I used her feet to push open the door, and carried her over to the bed. I dumped her on the pale pink duvet, to the sound of another squeal, and took half a glance around. Some soft toys, a fair amount of pink décor, a poster of Adam Ant and one of Led Zeppelin. A neat desk with school books, and a dressing table with a couple of bottles of perfume. A tape deck, and a stack of tapes.

On the bed she had sat up and managed to get her head free. She was red in the face, and looked stoked on adrenaline. "You git!" she said.

I bent to lift her feet and strip her of her jeans and socks and shoes, saying "God, but you are beautiful."

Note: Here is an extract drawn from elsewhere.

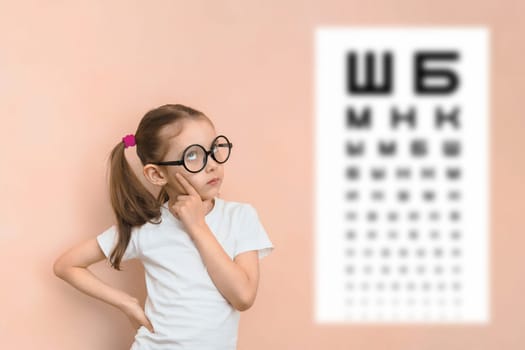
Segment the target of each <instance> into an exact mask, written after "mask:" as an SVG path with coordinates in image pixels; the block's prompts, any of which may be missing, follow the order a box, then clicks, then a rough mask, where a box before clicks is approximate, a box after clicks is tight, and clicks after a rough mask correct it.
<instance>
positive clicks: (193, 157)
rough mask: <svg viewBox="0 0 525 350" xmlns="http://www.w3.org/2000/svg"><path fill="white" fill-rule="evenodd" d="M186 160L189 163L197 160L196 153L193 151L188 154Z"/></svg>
mask: <svg viewBox="0 0 525 350" xmlns="http://www.w3.org/2000/svg"><path fill="white" fill-rule="evenodd" d="M186 159H187V160H190V161H192V160H195V159H197V152H195V151H191V152H188V154H187V155H186Z"/></svg>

She co-operated with my movements, and sat up again to grab me by the belt. I leaned over to kiss her, and helped undo the buckle, "And you are a great kisser," I added. Then she yanked my trousers down, taking my underpants as well, and in a swift movement grabbed my half erect cock and pulled it to her mouth. Jill sucked on it and I could feel her tongue on the underside. It grew an inch and hardened up in no time flat. I pulled off my shirt and jumper and threw them to one side, and looked down on the naked girl sucking me, as she looked up with shining eyes. Her hands cupped my balls, and she bobbed her head back and forth, and I could see her breasts bouncing slightly, and below them the topmost hair at the base of her stomach. I wanted to have her right then.

I managed to control myself long enough to slip off my shoes, and tried to pull off my trousers by using one foot to trap the other leg. She reached down to help, slipping my cock out of her mouth and leaning in to kiss and lick my balls. My cock was against her cheek and her long light brown hair, and her other hand was holding my ass. I lifted one leg to let her pull my trousers off, and it also allowed her more access to lick in under my balls, and round them into the crease of my thigh on the sensitive tendons at the top of my leg. She did the same on the other side, and I was suddenly naked and more turned on than ever.